Se é que se pretende encontrar caminhos para resolver a crise e restaurar o Estado brasileiro, é necessário buscar na História e na Geografia os elementos que condicionam a inserção do País no sistema pan-americano (em primeiro lugar) e depois no sistema internacional. Além dos condicionantes históricos e geográficos, cabe analisar os econômicos e geo-estratégicos.
A independência das colônias espanholas e portuguesa nas Américas deu-se sob a égide inglesa. Como Estados juridicamente independentes e soberanos, elas se inseriram no sistema econômico patrocinado pela Inglaterra. O Brasil, no caso, conseguiu afastar durante bom tempo a vigência, para outros países, da cláusula de "nação mais favorecida", o que permitiu à Inglaterra exportar seus produtos para o NOVO Império a uma taxa de 15% ad valorem. Os Estados Unidos conseguiram, pouco depois, reverter a situação.
A relação do Império do Brasil com os Estados Unidos merece análise serena, se é que desejamos estabelecer bases reais para enfrentar os problemas com que nos deveremos defrontar no futuro imediato. Os Estados Unidos foram, se não o primeiro, ao menos um dos primeiros Estados a reconhecer a independência brasileira, apesar da forma monárquica de governo. O Brasil, ainda que preocupado, desde os tempos de Reino Unido, com as questões do Prata (a Cisplatina, sobretudo), buscou aproximar-se dos Estados Unidos para celebrar acordos que, do ponto de vista brasileiro, consagrariam os dois novos Estados como dominantes no Hemisfério. A aproximação diplomática com Washington não foi obra exclusiva do barão do Rio Branco, embora seja esta a visão que a Escola nos transmitiu. Já no Primeiro Reinado buscou-se essa ligação — possivelmente (aqui vai uma hipótese) para contrabalançar o peso da Argentina, muito atuante no Sul.
No Segundo Reinado, há uma sensível volte-face na política dos dois Estados, cujas razões deveriam ser buscadas com mais vagar.
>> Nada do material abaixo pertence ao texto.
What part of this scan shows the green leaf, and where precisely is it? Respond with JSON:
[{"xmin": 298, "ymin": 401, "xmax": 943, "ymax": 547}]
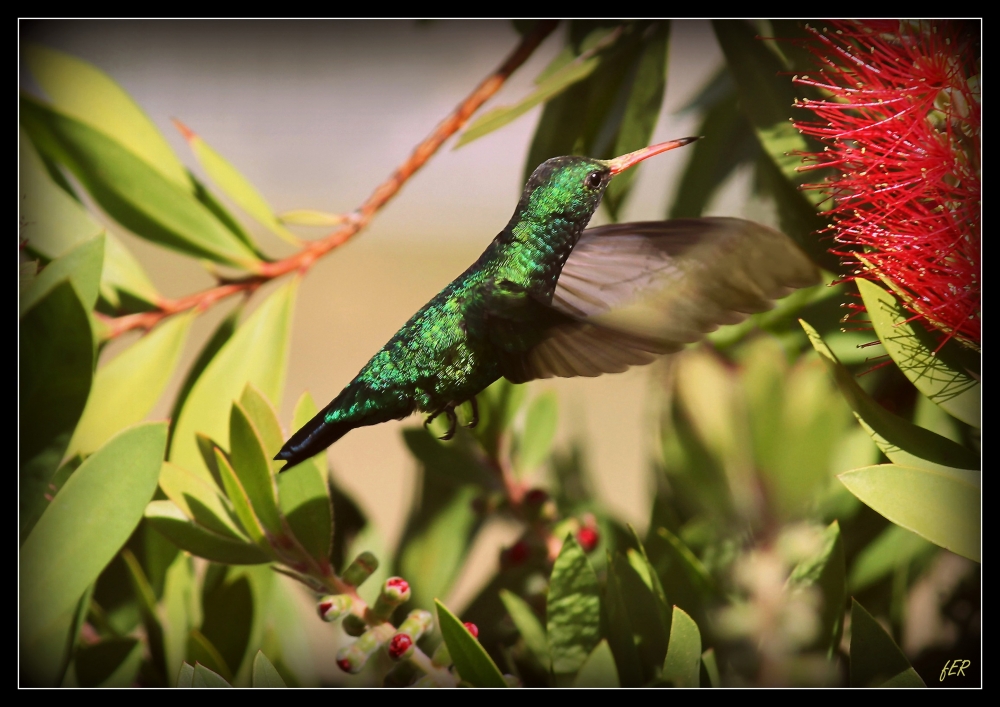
[
  {"xmin": 847, "ymin": 525, "xmax": 935, "ymax": 592},
  {"xmin": 19, "ymin": 423, "xmax": 167, "ymax": 684},
  {"xmin": 851, "ymin": 600, "xmax": 926, "ymax": 687},
  {"xmin": 855, "ymin": 279, "xmax": 981, "ymax": 427},
  {"xmin": 145, "ymin": 501, "xmax": 271, "ymax": 565},
  {"xmin": 24, "ymin": 44, "xmax": 189, "ymax": 188},
  {"xmin": 180, "ymin": 126, "xmax": 301, "ymax": 245},
  {"xmin": 170, "ymin": 280, "xmax": 298, "ymax": 482},
  {"xmin": 21, "ymin": 95, "xmax": 260, "ymax": 271},
  {"xmin": 67, "ymin": 313, "xmax": 195, "ymax": 454},
  {"xmin": 662, "ymin": 606, "xmax": 701, "ymax": 687},
  {"xmin": 799, "ymin": 319, "xmax": 979, "ymax": 471},
  {"xmin": 73, "ymin": 637, "xmax": 142, "ymax": 687},
  {"xmin": 788, "ymin": 521, "xmax": 847, "ymax": 658},
  {"xmin": 398, "ymin": 486, "xmax": 478, "ymax": 607},
  {"xmin": 20, "ymin": 234, "xmax": 104, "ymax": 317},
  {"xmin": 500, "ymin": 589, "xmax": 552, "ymax": 668},
  {"xmin": 191, "ymin": 663, "xmax": 232, "ymax": 687},
  {"xmin": 837, "ymin": 464, "xmax": 982, "ymax": 562},
  {"xmin": 253, "ymin": 651, "xmax": 288, "ymax": 687},
  {"xmin": 160, "ymin": 462, "xmax": 249, "ymax": 542},
  {"xmin": 229, "ymin": 402, "xmax": 283, "ymax": 535},
  {"xmin": 177, "ymin": 662, "xmax": 194, "ymax": 687},
  {"xmin": 573, "ymin": 639, "xmax": 621, "ymax": 687},
  {"xmin": 434, "ymin": 599, "xmax": 507, "ymax": 687},
  {"xmin": 701, "ymin": 648, "xmax": 722, "ymax": 687},
  {"xmin": 517, "ymin": 391, "xmax": 559, "ymax": 473},
  {"xmin": 545, "ymin": 535, "xmax": 601, "ymax": 674}
]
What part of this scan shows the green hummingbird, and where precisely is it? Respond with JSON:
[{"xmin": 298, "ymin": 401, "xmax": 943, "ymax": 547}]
[{"xmin": 275, "ymin": 137, "xmax": 818, "ymax": 470}]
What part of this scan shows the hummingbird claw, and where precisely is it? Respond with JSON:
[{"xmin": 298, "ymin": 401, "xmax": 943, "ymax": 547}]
[{"xmin": 466, "ymin": 395, "xmax": 479, "ymax": 430}]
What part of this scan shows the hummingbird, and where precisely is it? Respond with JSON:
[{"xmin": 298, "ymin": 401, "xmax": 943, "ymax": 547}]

Se no início de nossa vida independente eram os Estados Unidos que não queriam assumir compromissos com o Império, no Segundo Reinado foi o Brasil quem se recusou a concordar com proposições (diríamos, hoje, hegemônicas) do governo norte-americano. A violação das águas territoriais no Nordeste por navio de guerra da Confederação; a insistência dos Estados Unidos, depois, em abrir a navegação do rio Amazonas — recusada pelo nosso Conselho de Estado — e, finalmente, nos estertores do Império, a recusa a participar de uma conferência interamericana convocada pelo presidente dos Estados Unidos apontavam para um caminho distinto daquele que o Primeiro Reinado pretendeu seguir logo nos primeiros anos de nossa independência. O governo republicano, ainda em 1889, no entanto, concordou imediatamente com participar da conferência, esse fato marcando o início da lenta, mas progressiva adesão da República aos ideais pan-americanos.
Será apenas no fim do século XIX, quando Washington consegue realizar a conferência interamericana, que a América do Sul entra nas preocupações dos Estados Unidos — preocupações de comércio, ressalte-se.
É preciso voltar à guerra da independência das 13 colônias norte-americanas para compreender a política dos Estados Unidos com relação ao Hemisfério. Tenhamos presente que, se a Confederação estabelecida em 1776 podia encontrar formas de governo paralelas na Europa ou na Antiguidade clássica, a Federação que se estabelece em 1783 é impar no mundo de então. Não só é impar, como as elites intelectuais, econômicas e políticas norte-americanas (que a rigor, nos primeiros decênios, se confundem) a vêem como uma forma de governo nova e superior às monarquias européias. Não apenas a forma de governo é considerada superior, como os ideais em torno dos quais se fez a revolução da independência são de tal ordem que os outros povos deverão, necessariamente, inspirar-se neles para realizar sua liberdade e garantir sua vida e a busca de sua felicidade: "Temos essas verdades como evidentes por si; que os homens foram criados iguais por seu Criador e dotados por Ele de direitos inerentes e inalienáveis...". Paine referia-se ao novo Estado como a "nova Atenas": "O que Atenas foi em miniatura, será em grande escala a América. Uma, maravilha do mundo antigo; outra vai-se tornando admiração e modelo do presente".